Capitulo 14

La mañana de la boda de Edris y Bricia todo el pueblo despertó temprano y un ambiente de algarabía recorre las estrechas callejuelas.

Hermione, Luna y Cassandra tomaron por asalto la casita de troncos de Bricia, desterrando al pobre Edris que partió con un hatillo de ropa a refugiarse con sus padrinos. Iniciaron con entusiasmo los preparativos para la novia entre una revoltura de pociones de belleza, velos, flores y risas.

Una vez que finalizaron los preparativos, las tres mujeres contemplaron a la novia vestida con su túnica color lavanda bordada de pequeñas flores blancas haciendo juego con el velo adornado con unas delicadas filigranas de plata. Bricia sonreía, radiante en su felicidad.

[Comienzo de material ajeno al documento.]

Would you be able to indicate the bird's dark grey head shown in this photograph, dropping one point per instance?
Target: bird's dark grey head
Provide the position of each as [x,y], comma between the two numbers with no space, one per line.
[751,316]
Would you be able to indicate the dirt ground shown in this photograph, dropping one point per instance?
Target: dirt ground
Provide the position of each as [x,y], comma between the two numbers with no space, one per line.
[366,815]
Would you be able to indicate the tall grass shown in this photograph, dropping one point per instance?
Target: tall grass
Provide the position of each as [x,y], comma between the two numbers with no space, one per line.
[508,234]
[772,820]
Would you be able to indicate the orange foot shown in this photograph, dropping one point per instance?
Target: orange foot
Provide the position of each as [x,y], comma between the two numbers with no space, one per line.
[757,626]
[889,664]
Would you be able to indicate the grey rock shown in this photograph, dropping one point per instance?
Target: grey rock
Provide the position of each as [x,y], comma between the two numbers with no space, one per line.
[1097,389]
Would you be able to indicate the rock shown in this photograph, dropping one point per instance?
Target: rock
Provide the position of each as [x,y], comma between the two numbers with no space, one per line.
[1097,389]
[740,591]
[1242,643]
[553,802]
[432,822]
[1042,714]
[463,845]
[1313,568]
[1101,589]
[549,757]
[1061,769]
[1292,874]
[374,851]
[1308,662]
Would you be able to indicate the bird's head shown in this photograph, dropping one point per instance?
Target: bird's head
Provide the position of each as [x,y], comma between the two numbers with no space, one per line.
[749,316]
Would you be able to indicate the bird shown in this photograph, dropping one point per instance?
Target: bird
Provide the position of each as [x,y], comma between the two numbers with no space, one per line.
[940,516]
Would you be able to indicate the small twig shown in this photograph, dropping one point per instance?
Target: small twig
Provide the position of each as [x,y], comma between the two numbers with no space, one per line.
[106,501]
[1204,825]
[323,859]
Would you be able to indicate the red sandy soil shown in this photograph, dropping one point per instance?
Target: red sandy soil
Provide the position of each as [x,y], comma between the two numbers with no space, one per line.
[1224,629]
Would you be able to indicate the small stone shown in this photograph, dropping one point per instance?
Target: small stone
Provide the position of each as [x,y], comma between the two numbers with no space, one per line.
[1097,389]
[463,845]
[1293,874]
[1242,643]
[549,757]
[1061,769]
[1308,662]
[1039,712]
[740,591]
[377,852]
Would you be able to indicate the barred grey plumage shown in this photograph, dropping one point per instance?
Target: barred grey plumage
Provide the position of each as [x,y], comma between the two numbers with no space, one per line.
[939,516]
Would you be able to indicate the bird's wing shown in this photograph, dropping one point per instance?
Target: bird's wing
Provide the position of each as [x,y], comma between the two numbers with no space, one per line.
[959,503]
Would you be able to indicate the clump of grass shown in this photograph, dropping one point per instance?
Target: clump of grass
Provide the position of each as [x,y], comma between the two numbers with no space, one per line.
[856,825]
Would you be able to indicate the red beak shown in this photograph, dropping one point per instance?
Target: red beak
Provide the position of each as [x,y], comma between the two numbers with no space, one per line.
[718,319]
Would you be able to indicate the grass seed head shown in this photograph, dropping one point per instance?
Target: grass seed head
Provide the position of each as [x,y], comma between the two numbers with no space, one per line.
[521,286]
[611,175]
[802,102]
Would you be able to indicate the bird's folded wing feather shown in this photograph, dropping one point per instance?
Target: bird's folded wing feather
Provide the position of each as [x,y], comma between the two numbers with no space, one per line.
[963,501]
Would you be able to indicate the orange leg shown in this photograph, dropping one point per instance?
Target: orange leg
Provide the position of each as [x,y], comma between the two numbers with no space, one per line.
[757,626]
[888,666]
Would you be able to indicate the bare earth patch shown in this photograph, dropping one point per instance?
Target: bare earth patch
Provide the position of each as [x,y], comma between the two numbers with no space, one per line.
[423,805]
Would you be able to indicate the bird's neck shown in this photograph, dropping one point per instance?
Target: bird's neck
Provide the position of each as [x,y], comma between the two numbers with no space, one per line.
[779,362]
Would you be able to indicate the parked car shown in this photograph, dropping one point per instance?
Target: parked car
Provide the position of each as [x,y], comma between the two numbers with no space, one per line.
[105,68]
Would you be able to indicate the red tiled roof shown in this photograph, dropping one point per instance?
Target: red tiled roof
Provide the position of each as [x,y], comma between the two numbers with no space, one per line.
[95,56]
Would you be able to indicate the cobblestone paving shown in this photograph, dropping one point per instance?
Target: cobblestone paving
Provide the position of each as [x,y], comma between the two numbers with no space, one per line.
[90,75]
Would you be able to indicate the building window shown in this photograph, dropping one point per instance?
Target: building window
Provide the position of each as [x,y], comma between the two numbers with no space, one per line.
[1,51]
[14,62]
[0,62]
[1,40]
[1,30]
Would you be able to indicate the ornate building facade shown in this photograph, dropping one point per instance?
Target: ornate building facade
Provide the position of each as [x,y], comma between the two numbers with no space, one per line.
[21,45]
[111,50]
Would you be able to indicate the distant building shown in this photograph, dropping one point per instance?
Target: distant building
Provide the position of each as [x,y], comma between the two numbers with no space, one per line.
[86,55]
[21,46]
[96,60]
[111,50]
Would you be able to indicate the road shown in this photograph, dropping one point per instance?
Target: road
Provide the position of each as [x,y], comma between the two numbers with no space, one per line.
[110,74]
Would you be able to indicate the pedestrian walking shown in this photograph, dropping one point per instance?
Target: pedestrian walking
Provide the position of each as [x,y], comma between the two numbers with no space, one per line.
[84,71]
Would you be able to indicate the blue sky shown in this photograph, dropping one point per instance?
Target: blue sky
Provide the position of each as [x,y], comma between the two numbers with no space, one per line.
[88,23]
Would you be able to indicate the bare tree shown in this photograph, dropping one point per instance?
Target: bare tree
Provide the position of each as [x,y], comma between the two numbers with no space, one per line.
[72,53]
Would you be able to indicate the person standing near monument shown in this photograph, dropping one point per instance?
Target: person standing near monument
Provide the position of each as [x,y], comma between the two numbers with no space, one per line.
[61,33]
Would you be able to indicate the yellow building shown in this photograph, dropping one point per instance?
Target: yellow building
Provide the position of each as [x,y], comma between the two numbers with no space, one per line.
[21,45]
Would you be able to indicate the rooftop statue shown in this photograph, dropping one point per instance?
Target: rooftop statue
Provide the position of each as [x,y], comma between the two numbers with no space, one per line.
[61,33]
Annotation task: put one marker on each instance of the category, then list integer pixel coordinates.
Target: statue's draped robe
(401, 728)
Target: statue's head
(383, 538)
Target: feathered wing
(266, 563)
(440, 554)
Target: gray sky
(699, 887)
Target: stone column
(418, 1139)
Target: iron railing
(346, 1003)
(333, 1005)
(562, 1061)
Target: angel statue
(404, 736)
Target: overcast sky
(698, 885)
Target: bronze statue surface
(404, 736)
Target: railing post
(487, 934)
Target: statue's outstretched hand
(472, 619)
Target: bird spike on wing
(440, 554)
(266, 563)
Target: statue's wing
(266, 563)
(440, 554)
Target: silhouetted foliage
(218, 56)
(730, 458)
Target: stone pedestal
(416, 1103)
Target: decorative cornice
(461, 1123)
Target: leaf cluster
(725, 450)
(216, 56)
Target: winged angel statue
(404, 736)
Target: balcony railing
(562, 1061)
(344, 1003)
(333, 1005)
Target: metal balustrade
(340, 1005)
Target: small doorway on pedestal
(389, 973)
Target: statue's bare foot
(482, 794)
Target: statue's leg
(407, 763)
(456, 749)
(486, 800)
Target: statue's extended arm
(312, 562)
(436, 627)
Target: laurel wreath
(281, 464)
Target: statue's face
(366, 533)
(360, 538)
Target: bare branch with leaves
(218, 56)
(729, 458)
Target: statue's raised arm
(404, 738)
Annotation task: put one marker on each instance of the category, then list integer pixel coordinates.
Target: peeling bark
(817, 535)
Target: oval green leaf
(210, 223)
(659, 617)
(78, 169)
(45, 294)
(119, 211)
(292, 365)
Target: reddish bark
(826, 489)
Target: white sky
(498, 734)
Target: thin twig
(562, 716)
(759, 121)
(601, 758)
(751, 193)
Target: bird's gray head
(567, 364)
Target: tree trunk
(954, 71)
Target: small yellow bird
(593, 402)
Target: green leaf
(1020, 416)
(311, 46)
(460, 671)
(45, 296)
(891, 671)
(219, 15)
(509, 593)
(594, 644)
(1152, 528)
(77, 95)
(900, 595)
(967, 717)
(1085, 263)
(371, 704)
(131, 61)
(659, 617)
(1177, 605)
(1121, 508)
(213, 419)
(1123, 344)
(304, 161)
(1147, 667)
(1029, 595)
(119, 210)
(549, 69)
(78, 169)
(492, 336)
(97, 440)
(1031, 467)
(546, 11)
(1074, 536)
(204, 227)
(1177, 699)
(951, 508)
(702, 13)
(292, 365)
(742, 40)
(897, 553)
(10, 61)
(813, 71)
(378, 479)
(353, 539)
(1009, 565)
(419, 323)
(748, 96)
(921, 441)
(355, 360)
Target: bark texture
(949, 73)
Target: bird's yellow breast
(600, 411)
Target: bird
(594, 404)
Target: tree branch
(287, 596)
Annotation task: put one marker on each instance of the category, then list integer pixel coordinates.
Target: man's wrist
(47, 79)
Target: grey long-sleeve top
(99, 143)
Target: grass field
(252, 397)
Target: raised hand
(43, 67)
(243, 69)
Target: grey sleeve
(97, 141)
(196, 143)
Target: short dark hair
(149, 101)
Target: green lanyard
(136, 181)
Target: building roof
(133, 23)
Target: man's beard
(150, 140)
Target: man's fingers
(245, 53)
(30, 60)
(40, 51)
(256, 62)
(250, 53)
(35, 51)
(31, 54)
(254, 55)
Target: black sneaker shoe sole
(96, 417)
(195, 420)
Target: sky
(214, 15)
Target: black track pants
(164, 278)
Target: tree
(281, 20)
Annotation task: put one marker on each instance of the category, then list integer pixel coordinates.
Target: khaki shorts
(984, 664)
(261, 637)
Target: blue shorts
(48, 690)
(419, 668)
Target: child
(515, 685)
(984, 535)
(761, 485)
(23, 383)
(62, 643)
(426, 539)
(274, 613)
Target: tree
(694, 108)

- Nunca tuve hijos propios, pero sabes que a Edris lo considero como si hubiera nacido de mi vientre y yo quería…- Cassandra hace una pausa emocionada mientras busca en una pequeña bolsa amarrada a su cintura- Quiero darte esto. Era de Morgana, mi abuela. No tiene poderes mágicos, pero es lo más valioso que puedo entregarte a cambio que me permitas llamarte hija.

Ceremoniosamente Cassandra le coloca una delicada cadena de plata de la que cuelga un medallón en forma de media luna, tallado en cristal de roca y engarzado en plata. Bricia estalla en lagrimas mientras se abraza a la mujer y las muchachas se unen al abrazo llevadas por la emoción mientras Bricia les muestra orgullosa su nueva joya. Al verlo, Hermione siente que se le erizan los vellos de la nuca, pues es idéntico al que guarda en el bolsillo de su mochila. No contribuye para nada a su tranquilidad el susurro de Luna "Es igual al tuyo".

Hermione siente la imperiosa necesidad de comprobar si su collar continúa en la mochila. "Si es el mismo, no puede estar en dos partes", rápidamente se excusa y registra entre sus cosas y allí, en el bolsillo interior, junto a un par de trozos de pergaminos y un pañuelo de su madre se encuentra la media luna de cristal emitiendo un suave brillo azulado. Dejando a Hermione con un montón de preguntas sin respuesta dando vueltas por su cabeza.

Al atardecer, un coro de voces femeninas se detiene ante su puerta y la novia y sus madrinas salen cubiertas de pies a cabezas de un fino velo de colores sostenido con coronas de espigas y flores tardías. Las mujeres del pueblo, vestidas con sus mejores galas y portando pequeñas cestas con frutos, se congregan en un corro alrededor y las escoltan como en una procesión hasta el bosque cercano, sin dejar de cantar versos antiguos que hablan de la belleza de la novia, la fertilidad y buenos deseos para la pareja.

Caminan bajo el cielo nublado haciendo crujir la fina capa de nieve que cubre el suelo y que da un brillo iridiscente a las ramas desnudas. Finalmente llegan a un claro en el bosque en cuyo centro hay construido un circulo de grandes piedras como pilares, adornadas de hojas y flores. Las mujeres depositan sus canastas en la base de cada piedra y rodean el círculo, mientras Luna canturrea su canción atrayendo a decenas de hadas que revoloteando sobre la cabeza de los asistentes van a posarse en las ramas de los pinos, adornando el lugar.

Bricia y las chicas avanzan a paso firme hasta el centro para quedar frente a un antiguo altar de piedra.

Entretanto se escuchan los sones de tambores y címbalos que preceden a los hombres que se acercan y se ubican tras el ruedo de mujeres mientras Edris y Charlie entran también al circulo y se posicionan junto al altar quedando frente a la novia

Una bruja pequeña y delgada, vestida de diferentes tonos de verde y con largos cabellos completamente blancos se sitúa entre ellos mientras les mira con bondad reflejada en sus ojos celestes.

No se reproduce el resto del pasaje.